I was playing this record quite a lot while I put the final edits on my “Decade In Pop” piece for Pitchfork: now I wish I’d mentioned it. It’s producer Rich Harrison’s pet girlband project, and for once that patronising double-edge on the word “pet” seems sadly appropriate: none of the (meagre) hype I’ve seen around Richgirl even mentions the performers, and on this single the production’s firmly the star. The song builds on blurs of keyboard and strings with a droning, advancing quality – production like an army on the march. This supertense churn catches an ambiguity in the track – are the singers just letting their hair down, or is betrayal in the air? The brooding effect is rather spoiled by Harrison’s jumping in to say “wiggle wiggle wiggle wiggle” but he can’t ruin a striking track.
It’s the kind of record, in fact, that’s wholly in the adventurous spirit of early-decade chart-R&B; the sort of track critics used to fete. Some still do – I heard about this from Alex Macpherson, probably the most reliable guide I know to the sonics and attitude of modern R&B – but mostly experiments like this go unnoticed. Why? After all, if you’d told me back then about a track that made me think in places of Charlemagne Palestine working with Beyonce I’d have almost fainted.
Partly it’s that awkward origin and setup – the whole vanity project air that makes the gender politics of production-led R&B just that little bit too obvious. Partly though it’s that a lot of people just stopped paying attention: after all, if a 2009 single reminds me so strongly of 2002 that’s a pretty good case against it being “innovative”, right? But this I think points up one of the real weaknesses in the idea of lauding early-00s R&B (and hip-hop, and pop) in these terms. The experiments, left-turns, unusual sources, crazy tricks, minimalism, maximalism and whatever else of those records weren’t meant to be taken simply as “innovations”: they were meant to be taken as hooks.

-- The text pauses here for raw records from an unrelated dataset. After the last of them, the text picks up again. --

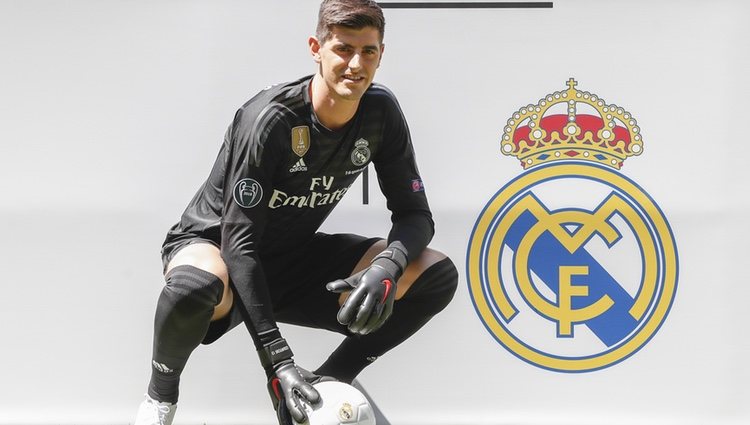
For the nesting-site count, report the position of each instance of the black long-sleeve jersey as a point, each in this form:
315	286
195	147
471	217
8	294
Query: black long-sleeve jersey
280	172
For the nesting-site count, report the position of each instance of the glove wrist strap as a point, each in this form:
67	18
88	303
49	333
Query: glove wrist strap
274	353
393	259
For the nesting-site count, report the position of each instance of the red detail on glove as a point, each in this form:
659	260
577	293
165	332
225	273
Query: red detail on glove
388	285
276	390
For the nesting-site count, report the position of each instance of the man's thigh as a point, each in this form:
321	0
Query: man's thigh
303	299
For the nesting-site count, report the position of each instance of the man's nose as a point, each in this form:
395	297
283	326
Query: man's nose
355	62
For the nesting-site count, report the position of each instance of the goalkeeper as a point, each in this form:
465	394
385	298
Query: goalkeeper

I love the way Richgirl pull the rug from under your feet in this song – the entire first half of the first verse is devoted to telling us about how much they love their man and how amazing he is. Single of 2009 is still a fairly wide open race, but this is definitely one of the front runners. Should’ve been huge, dammit! Though at least, unlike Electrik Red, this has actually been released in the UK, albeit slipped on to itunes without telling anyone.
Tom, i don’t know what’s going on — both of your articles have since been edited out of the series you made :-(
Like Lex, I gave it 10 on the Singles Jukebox (http://www.thesinglesjukebox.com/?p=949), and I stand by my statement there that it’s a single of the year contender. It scored 7.17 overall, leaving it outside the year’s top ten.
This floored me when I first heard (and saw) it (via the rolling R&B thread on ILM). I like that it feels very much a continuation of a certain Harrison trend, if not a progression – nothing wrong with giving some more of a great thing even if it’s a few years on from the likes of Crazy In Love and 1 Thing. It’s ‘weirder’ and more aggressive than either of those and on that basis I wouldn’t expect it to as well even if it had existed earlier this decade. Definitely one of my favourite pop songs this year (so likely to make it into my personal 00s top 100).
#2 admin – and the “intro” piece too. Really annoying. I’m going to make a page for it and do it the OLD FASHIONED WAY dammit.
i noticed you got them all back in the series. BUT only this and the klaxons piece are still in there. so what subsequently happened to the other articles that would have caused this?
i’ll check on the series plugin wp board…
well that answers that! when you add a comment the post stops being in the series.
series plugin 2.1.1
This is a recommended upgrade to fix a major bug listed below.
* fixed a bug that occured when comments were added to a post that was part of a series. When a comment was made the post would lose all series information.
I have done the upgrade and will re-add the articles…
yep, series looks fixed…
I love this song so much, but it reminds me of En Vogue more than anything else: specifically, like “Never Gonna Get It” and “Free Your Mind” playing AT THE SAME TIME.